Logischerwijs geldt: hoe verder Oranje komt, hoe meer er gevlogen moet worden. Als Nederland eerste wordt van Groep E staat er een achtste finale gepland in Sydney tegen hoogstwaarschijnlijk Italië of Zuid-Afrika. Wordt Nederland tweede, dan ligt een treffen met Zweden in Melbourne voor de hand. Een eventuele kwartfinale is voor Oranje hoe dan ook weer op Nieuw-Zeelandse bodem: Auckland of Wellington. De finale is op 20 augustus in Australië, in Sydney.

Terwijl Jonker en zijn elftal op het WK strijden om zo ver mogelijk te komen, is voetbalbond KNVB in Australië en Nieuw-Zeeland samen met Conny Helder (demissionair Minister van Sport, VVD) een lobby aan het voeren om het WK van 2027 naar Nederland te halen. Dat toernooi zou dan samen met Duitsland en België worden georganiseerd. ‘Duurzaamheid’ is één van belangrijkste pijlers van het bid.

Dat lijkt aanlokkelijk voor de FIFA: de wereldvoetbalbond heeft zich gecommitteerd aan de klimaatdoelen van Parijs. Om daaraan te voldoen moet in 2030 de uitstoot van CO2 bij toernooien voor de helft zijn verminderd, en vóór 2040 op netto nul uitkomen.

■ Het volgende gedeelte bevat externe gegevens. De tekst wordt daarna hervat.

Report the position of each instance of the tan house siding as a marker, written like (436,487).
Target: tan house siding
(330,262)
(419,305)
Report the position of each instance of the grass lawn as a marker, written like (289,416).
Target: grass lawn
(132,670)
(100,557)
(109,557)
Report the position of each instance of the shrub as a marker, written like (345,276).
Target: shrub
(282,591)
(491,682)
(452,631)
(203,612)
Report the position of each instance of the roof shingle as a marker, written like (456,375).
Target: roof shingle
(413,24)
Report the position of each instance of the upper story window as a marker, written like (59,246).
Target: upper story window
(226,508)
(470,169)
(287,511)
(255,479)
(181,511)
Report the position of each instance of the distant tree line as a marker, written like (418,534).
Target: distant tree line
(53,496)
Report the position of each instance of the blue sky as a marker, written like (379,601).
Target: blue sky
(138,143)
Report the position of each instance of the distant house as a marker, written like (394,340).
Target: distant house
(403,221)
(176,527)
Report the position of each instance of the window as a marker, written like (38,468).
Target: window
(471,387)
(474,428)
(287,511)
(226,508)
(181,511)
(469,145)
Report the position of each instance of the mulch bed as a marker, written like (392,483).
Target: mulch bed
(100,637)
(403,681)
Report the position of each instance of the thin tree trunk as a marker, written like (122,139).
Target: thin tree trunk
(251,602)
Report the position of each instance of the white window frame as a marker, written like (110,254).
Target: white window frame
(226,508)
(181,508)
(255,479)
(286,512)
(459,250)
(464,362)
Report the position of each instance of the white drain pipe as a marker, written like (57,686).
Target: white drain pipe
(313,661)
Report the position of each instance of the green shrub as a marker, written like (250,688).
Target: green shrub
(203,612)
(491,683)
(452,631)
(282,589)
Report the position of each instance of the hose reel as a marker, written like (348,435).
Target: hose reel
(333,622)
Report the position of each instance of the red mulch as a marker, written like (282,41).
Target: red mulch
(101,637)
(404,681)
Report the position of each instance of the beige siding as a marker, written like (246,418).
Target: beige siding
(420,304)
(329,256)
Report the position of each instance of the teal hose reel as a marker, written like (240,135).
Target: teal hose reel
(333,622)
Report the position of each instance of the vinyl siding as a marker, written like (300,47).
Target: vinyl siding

Een „compact” WK, zoals secretaris-generaal van de KNVB Gijs de Jong het noemt, kan daaraan bijdragen. Het idee van de KNVB, zo zei hij tegen de NOS, is om het reizen, zodra iedereen is ingevlogen, „vooral” per trein en ander openbaar vervoer te doen, zodat verder vliegen niet nodig is.


Lees ook: Oranje-aanvoerder Sherida Spitse: ‘De over-mijn-lijk-mentaliteit zit diep in mijn karakter. Dat mis ik wel eens bij de jongere generatie’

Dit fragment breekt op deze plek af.